Kiwoom Securities
- Company type: Public
- Industry: Financial services
- Founded: January 31, 2000; 25 years ago in Seoul, South Korea
- Headquarters: Seoul
- Key people: Hyun-soon Hwang (CEO)
- Revenue: US$2 billion (2022)
- AUM: US$38.1 billion (2022)
- Number of employees: 941 (2022)
- Parent: Daou Technology Inc.
- Website: kiwoom.com

= Kiwoom Securities =

South Korean financial services company

Kiwoom Securities is a South Korean financial services company based in Seoul. Founded in 2000, the company managed US$38.1 billion in assets in 2022 and was ranked on the Forbes Global 2000 list. Kiwoom acts as a broker for both foreign and domestic stock exchanges and futures exchanges. The company additionally provides other financial services, such as investment, risk management, asset management, and investment strategy research.

==History==
Kiwoom Securities was founded on January 31, 2000, in Seoul. On March 15, 2001, Bong-soo Kim, one of the company's founders and the eventual chairman of the Korea Exchange, was appointed as chief executive officer and president. On April 23, 2004, Kiwoom become a public company and posted its initial public offering on the KOSDAQ market.

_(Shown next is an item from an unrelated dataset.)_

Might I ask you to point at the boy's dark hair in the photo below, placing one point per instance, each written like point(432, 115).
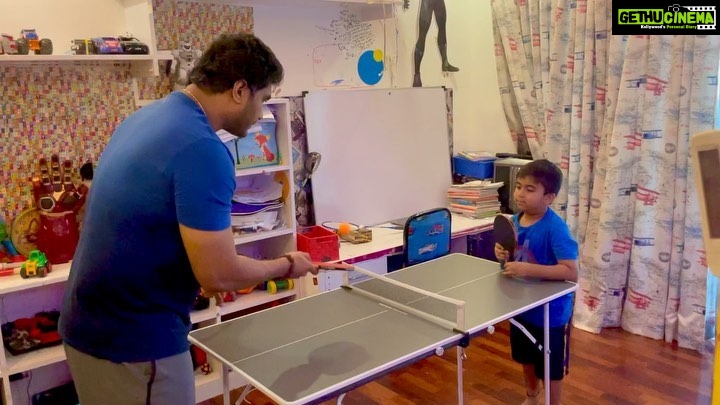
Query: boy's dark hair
point(233, 57)
point(544, 172)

In November 2018, Kiwoom signed a five-year, ₩10 billion (US$9.5 million) contract to acquire the naming rights for the KBO League's Seoul-based Heroes baseball team, officially renaming it as the Kiwoom Heroes for the 2019 season.

In May 2023, the Financial Supervisory Service began an investigation of Kiwoom for alleged acts of stock manipulation. News of the investigation caused Kiwoom's stock price to fall.